In a later post, I may review embedded, multi-threaded, or external multi-process cacheing. In this post, however, I’m focused on component based single thread cacheing. But before we discuss that let’s review why cacheing is important. A definition:

Cacheing: storing a computed value in a quickly readable data structure (usually in memory) to reduce the amount of time to respond to API calls usually by minimizing the need for repeated computation.
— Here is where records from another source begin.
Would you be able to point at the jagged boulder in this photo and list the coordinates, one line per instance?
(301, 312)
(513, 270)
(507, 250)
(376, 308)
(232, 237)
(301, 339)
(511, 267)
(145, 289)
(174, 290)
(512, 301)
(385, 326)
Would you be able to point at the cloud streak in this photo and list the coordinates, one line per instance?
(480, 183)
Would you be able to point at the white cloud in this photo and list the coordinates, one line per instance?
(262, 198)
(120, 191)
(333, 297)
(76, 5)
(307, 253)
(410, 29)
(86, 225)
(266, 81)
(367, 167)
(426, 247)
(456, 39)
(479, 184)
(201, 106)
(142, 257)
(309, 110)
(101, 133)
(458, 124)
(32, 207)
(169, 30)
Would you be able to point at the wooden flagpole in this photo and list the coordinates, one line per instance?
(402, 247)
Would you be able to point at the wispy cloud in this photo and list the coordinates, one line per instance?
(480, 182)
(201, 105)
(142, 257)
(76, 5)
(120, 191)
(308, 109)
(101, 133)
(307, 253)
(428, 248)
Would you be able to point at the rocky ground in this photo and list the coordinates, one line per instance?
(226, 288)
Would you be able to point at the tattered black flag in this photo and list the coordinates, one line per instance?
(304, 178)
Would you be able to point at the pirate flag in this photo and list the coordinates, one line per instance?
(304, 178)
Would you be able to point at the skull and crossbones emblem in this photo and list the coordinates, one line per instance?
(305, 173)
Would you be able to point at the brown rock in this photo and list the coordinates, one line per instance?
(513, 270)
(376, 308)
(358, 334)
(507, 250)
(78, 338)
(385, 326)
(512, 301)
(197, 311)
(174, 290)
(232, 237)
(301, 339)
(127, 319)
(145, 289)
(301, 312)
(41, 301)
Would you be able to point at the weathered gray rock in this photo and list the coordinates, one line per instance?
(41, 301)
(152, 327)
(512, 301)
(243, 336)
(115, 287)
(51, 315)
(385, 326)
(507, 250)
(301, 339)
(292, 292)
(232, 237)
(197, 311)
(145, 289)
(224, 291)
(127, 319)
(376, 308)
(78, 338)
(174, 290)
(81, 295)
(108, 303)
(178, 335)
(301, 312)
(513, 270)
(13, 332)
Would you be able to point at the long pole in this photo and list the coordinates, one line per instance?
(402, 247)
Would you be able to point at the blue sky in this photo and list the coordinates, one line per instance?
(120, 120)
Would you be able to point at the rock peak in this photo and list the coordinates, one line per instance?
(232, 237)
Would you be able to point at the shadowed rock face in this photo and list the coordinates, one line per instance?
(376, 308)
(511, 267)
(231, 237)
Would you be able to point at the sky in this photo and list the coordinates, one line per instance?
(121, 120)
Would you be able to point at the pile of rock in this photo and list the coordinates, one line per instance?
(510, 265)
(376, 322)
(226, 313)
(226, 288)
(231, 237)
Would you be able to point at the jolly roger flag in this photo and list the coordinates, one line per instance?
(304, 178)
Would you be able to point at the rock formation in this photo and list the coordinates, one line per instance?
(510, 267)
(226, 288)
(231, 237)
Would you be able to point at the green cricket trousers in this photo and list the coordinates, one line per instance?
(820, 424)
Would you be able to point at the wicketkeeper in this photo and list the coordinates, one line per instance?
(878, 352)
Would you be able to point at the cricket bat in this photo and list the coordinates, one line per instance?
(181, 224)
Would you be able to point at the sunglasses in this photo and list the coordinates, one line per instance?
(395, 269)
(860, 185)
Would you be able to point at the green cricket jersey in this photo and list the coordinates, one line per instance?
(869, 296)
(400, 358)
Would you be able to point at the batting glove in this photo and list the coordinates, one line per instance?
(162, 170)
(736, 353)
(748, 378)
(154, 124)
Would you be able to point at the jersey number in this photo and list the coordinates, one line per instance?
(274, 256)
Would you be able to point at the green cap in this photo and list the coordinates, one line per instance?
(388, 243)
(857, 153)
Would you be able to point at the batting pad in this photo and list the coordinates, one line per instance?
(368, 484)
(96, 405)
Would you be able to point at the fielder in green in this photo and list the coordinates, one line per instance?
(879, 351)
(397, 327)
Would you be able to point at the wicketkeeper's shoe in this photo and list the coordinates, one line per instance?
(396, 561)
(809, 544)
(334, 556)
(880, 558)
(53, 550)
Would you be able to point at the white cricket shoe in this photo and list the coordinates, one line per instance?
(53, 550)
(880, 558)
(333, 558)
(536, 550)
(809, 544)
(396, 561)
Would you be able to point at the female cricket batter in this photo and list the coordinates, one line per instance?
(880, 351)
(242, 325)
The idea is that computing a value takes a measurable amount of time, either from processor cycles or I/O from the disk or another data source. By storing the computed value, repeated calls with a similar input can benefit from fast lookups in memory. Let’s look at a simple example of this, a process called memoization:

from functool import wraps

def memoized(fget):
    attr_name = '_{0}'.format(fget.__name__)

    @wraps(fget)
    def fget_memoized(self):
        if not hasattr(self, attr_name):
            setattr(self, attr_name, fget(self))
        return getattr(self, attr_name)

    return property(fget_memoized)

This snippet of code is so common that it is seen in a utils module in almost every larger piece of software I write. The memoized function is a method decorator (for classes) that acts similarly to the @property decorator. When a class attribute is accessed, its value corresponds to the return value of the fget function. When used with fget_memoized, however, the fget function is called, stored on the object, and instead of calling fget repeatedly, the cached value is returned. For example:

class Thing(object):

    @memoized
    def prime(self):
        print("long running computation!")
        return 31

The print statement will only occur once, on the first access to thing.prime. After that, all calls will return the value of thing._prime. To force a recomputation you can simply del thing._prime.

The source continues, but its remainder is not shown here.